Having read a couple of interviews of Martinez, he says that his two novels are not so humor fiction as they are fiction with humorous elements. Be that as it may, I found both books extremely funny. Let me give you a couple of examples of the humor you'll find in _ItCoO_. There is a blind oracle, who claims he can't read minds, who can somehow answer questions even before the whole question has been uttered. This would of course create a paradox. The second is an instance in which the morning bugler can't put enough oomph, pizzazz, or shebang into the morning wakeup call. That's just two examples. There's much more where that came from.

As it happens so often, I find myself playing the waiting game again. Martinez has a third novel due out sometime in 2007 entitled _The Nameless Witch_. There's not I can tell you here, except that the humor will take a more subtle direction. Yet if one truly likes an author, one appreciates the fact the author has to do different things now and then.

BRING ON THE THIRD BOOK!!! AND THE FOURTH!!! AND THE FIFTH!!! AND...

One of the best comedy/fantasy novels I've ever read5
I called Gil's All Fright Diner an excellent debut novel in my review of that book, and it is. But In The Company of Ogres is simply an excellent novel, period.

A passive main character is exceedingly difficult to write and keep interesting, but Mr. Martinez handled it with great aplomb. The other characters are equally intriguing, from the suicidal, yet perpetually cheerful goblins to the two-headed ogre who is always exceedingly polite with itself. Like Gil's, Mr. Martinez throws many fantasy conventions to the wind and creates a world that is both unique and familiar.

Even if you aren't a huge fan of fantasy fiction, In The Company of Ogres is a wonderful tale sure to delight anyone.

A New Plot!5
In the Company of Ogres is the second A. Lee Martinez novel I've run into.

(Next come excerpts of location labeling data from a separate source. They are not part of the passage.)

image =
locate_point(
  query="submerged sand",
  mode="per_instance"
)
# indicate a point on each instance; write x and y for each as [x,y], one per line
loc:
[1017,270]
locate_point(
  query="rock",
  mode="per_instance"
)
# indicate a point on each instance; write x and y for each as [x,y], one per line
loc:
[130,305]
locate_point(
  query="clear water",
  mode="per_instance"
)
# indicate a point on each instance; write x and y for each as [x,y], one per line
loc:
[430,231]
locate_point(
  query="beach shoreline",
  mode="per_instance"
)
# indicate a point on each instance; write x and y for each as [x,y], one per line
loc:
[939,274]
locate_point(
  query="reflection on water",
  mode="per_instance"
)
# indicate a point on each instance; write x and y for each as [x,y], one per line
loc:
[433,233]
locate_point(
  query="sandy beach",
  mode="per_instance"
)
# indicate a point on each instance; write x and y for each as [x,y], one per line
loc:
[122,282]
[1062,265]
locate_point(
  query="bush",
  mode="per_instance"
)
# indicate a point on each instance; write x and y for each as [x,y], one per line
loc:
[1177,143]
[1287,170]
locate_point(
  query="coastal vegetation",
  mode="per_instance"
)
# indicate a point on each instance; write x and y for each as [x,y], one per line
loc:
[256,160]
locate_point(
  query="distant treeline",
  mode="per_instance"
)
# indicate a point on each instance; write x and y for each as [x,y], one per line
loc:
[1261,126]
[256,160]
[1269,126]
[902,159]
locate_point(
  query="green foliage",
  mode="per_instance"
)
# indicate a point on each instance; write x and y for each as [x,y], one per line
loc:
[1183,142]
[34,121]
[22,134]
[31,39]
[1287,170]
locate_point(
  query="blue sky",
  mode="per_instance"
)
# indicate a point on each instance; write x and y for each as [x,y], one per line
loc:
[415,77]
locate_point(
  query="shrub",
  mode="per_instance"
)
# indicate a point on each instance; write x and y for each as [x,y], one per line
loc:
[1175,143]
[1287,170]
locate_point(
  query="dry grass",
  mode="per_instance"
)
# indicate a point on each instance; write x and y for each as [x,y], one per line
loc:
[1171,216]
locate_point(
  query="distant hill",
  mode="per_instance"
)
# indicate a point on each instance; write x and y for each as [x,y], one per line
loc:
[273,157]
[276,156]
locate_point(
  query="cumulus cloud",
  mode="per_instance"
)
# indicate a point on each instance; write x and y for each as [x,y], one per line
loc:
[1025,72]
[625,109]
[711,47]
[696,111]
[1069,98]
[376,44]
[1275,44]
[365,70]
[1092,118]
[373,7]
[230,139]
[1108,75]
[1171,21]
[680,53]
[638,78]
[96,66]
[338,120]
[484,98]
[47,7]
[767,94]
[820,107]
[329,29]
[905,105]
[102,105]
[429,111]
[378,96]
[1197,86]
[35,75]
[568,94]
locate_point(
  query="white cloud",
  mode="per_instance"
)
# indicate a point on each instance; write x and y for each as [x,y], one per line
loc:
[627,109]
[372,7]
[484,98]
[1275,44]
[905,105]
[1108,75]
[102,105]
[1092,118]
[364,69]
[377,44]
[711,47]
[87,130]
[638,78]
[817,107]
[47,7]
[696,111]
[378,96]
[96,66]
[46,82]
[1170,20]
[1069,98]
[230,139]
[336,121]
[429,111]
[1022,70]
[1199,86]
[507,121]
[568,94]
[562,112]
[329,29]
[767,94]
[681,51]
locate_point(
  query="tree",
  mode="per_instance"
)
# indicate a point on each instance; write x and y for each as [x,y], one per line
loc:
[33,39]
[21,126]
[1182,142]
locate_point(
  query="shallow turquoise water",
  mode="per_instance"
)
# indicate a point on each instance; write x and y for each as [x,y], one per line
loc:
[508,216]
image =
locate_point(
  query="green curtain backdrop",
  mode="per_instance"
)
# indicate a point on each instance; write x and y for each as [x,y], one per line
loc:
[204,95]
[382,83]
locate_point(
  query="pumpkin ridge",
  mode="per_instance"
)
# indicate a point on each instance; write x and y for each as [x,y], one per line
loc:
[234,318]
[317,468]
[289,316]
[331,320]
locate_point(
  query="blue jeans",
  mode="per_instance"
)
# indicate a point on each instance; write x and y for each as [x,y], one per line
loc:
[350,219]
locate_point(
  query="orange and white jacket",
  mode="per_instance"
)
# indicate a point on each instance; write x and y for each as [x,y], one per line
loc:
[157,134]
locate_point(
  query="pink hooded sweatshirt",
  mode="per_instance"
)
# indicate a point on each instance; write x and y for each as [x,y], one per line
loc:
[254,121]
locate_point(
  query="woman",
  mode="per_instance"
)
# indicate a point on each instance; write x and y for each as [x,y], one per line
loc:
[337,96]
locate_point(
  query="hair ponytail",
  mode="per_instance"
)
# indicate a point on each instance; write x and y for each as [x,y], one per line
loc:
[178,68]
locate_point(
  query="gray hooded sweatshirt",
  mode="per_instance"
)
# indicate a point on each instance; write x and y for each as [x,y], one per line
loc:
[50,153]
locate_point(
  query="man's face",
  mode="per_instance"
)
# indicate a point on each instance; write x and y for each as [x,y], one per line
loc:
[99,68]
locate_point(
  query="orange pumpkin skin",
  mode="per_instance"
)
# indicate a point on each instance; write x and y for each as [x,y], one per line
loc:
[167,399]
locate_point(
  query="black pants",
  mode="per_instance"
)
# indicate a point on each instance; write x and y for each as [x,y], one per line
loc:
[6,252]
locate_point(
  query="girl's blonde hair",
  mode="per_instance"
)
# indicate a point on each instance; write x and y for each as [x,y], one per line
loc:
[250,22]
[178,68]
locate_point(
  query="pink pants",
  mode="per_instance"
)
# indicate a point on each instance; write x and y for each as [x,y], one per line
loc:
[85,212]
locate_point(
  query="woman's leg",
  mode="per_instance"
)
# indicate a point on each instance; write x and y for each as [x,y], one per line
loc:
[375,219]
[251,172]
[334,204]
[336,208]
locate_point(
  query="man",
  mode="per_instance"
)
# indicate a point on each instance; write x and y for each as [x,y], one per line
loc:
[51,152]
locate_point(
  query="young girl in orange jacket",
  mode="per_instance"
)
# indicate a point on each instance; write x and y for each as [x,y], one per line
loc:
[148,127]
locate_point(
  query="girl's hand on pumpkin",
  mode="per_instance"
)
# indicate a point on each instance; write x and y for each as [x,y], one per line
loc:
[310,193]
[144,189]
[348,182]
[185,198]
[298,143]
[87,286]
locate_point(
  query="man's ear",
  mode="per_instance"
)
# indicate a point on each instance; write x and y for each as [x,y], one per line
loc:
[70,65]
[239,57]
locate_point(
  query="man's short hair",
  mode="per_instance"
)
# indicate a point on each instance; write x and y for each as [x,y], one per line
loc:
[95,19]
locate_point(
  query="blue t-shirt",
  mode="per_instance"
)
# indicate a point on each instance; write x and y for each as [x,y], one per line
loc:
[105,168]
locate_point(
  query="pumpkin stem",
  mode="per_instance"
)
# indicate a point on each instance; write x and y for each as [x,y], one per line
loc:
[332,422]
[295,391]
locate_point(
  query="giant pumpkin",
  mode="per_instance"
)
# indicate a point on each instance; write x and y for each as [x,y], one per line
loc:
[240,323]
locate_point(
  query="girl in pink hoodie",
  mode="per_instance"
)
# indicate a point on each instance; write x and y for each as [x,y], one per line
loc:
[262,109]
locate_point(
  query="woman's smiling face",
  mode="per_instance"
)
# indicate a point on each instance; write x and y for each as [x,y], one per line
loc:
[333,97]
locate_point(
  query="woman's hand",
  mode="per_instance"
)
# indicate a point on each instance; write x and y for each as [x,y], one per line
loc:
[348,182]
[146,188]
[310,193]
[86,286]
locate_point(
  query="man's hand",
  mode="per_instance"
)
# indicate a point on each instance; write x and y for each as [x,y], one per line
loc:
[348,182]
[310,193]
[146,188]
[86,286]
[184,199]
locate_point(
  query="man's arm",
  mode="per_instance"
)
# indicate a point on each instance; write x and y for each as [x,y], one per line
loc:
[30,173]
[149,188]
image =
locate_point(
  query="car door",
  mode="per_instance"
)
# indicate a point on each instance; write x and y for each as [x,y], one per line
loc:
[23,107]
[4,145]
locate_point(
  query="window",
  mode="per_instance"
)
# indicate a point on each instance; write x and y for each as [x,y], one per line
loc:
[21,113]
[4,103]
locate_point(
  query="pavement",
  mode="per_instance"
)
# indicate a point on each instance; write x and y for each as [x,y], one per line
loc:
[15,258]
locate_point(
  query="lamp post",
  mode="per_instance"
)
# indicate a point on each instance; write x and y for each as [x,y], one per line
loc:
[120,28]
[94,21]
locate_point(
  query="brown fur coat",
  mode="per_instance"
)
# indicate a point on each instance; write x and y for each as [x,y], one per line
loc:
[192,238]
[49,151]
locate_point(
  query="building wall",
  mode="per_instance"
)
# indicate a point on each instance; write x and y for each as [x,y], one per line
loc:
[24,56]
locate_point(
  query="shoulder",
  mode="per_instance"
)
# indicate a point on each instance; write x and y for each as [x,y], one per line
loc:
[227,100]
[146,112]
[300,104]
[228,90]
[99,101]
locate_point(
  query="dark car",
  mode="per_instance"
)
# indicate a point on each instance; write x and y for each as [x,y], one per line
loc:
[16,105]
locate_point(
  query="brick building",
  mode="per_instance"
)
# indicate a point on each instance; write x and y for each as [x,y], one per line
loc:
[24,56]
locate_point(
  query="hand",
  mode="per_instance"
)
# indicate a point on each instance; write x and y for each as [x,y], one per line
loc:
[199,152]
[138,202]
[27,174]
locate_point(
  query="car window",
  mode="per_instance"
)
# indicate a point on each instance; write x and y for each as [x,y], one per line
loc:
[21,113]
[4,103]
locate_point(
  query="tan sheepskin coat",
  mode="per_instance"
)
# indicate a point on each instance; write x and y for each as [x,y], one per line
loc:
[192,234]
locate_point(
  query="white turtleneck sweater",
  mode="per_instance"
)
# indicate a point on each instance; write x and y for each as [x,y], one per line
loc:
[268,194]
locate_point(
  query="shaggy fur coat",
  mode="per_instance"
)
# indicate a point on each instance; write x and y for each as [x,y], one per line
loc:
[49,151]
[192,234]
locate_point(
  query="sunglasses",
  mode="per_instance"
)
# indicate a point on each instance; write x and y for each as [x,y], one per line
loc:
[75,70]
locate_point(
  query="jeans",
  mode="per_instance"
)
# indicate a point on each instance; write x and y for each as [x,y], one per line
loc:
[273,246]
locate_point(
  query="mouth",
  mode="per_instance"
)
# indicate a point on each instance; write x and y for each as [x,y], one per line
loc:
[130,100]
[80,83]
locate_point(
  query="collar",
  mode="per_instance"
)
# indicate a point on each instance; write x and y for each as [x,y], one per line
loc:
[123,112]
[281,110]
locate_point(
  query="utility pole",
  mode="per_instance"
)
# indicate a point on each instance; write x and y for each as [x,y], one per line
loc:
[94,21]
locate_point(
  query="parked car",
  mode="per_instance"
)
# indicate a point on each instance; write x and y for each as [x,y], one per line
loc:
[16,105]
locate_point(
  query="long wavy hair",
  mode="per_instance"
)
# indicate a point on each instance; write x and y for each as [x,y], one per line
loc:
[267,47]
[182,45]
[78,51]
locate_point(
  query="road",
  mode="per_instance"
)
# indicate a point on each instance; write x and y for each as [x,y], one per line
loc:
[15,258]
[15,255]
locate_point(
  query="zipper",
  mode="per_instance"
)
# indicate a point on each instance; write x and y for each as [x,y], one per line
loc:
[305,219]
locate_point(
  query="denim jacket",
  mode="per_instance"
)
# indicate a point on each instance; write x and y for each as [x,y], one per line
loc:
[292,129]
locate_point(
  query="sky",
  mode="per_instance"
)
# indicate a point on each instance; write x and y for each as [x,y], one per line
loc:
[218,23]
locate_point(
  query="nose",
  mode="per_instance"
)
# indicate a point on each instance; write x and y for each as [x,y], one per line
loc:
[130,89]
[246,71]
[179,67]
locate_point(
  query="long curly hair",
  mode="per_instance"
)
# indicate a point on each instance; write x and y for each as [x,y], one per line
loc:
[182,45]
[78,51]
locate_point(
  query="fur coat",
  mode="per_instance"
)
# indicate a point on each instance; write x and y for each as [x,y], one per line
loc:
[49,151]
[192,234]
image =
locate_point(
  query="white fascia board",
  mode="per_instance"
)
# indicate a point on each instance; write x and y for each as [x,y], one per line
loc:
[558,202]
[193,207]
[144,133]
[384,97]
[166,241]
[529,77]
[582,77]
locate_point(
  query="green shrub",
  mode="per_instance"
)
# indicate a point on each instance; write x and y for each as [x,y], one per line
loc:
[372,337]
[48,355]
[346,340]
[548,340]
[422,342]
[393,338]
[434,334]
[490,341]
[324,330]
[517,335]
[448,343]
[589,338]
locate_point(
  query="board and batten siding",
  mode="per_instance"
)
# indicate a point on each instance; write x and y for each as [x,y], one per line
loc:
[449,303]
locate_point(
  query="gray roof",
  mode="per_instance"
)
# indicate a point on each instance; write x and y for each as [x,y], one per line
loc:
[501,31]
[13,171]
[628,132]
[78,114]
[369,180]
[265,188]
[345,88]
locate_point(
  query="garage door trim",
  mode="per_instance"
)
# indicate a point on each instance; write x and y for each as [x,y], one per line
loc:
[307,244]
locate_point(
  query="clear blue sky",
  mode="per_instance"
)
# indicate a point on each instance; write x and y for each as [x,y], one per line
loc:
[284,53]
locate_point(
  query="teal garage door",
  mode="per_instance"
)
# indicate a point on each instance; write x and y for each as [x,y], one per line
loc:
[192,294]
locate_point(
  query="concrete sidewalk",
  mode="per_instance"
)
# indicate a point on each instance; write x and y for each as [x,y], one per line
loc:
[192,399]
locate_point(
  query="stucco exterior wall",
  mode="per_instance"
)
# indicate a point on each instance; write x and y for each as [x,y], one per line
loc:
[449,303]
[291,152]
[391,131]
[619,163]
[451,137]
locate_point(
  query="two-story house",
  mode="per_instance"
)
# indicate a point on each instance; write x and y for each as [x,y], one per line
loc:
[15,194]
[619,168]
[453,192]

Gil's All Fright Diner was the first, and I quite liked it as a new look at the generally-tired vampire/were-wolf genre. He does the same thing with ogres/orcs/magical animals in Company of Ogres - he comes up with a new way of approaching it.

The first fifth of the book is a bit standard, as it has to be. Mostly introductions to the scene, the characters and a bit of back-story. And the rest of the book falls generally into the "Fish Out Of Water, With Diverse Motley Friends" category. The same thing as the Doc Savage books of 60 years ago, as the Mad Scientist Club, a zillion live-action 70s Disney movies (e.g. Bad News Bears), any movie placed at a summer camp (e.g. Meatballs), "Up Periscope", the Ebenuzum books by Craig Shaw Gardner, Friends/Cheers/Night Court... it's again not unique, but heavily used.

And yet, despite all this, the book is still filled with surprises and is a very fun read.

Compared to other books in this genre, this one is a bit longer than most (although it certainly doesn't feel long - it feels just right), and is a breezy fun read. It doesn't have the puns and literary references of Terry Pratchett, but then again, neither did Pratchett's first few books. I am eagerly awaiting the next Martinez book.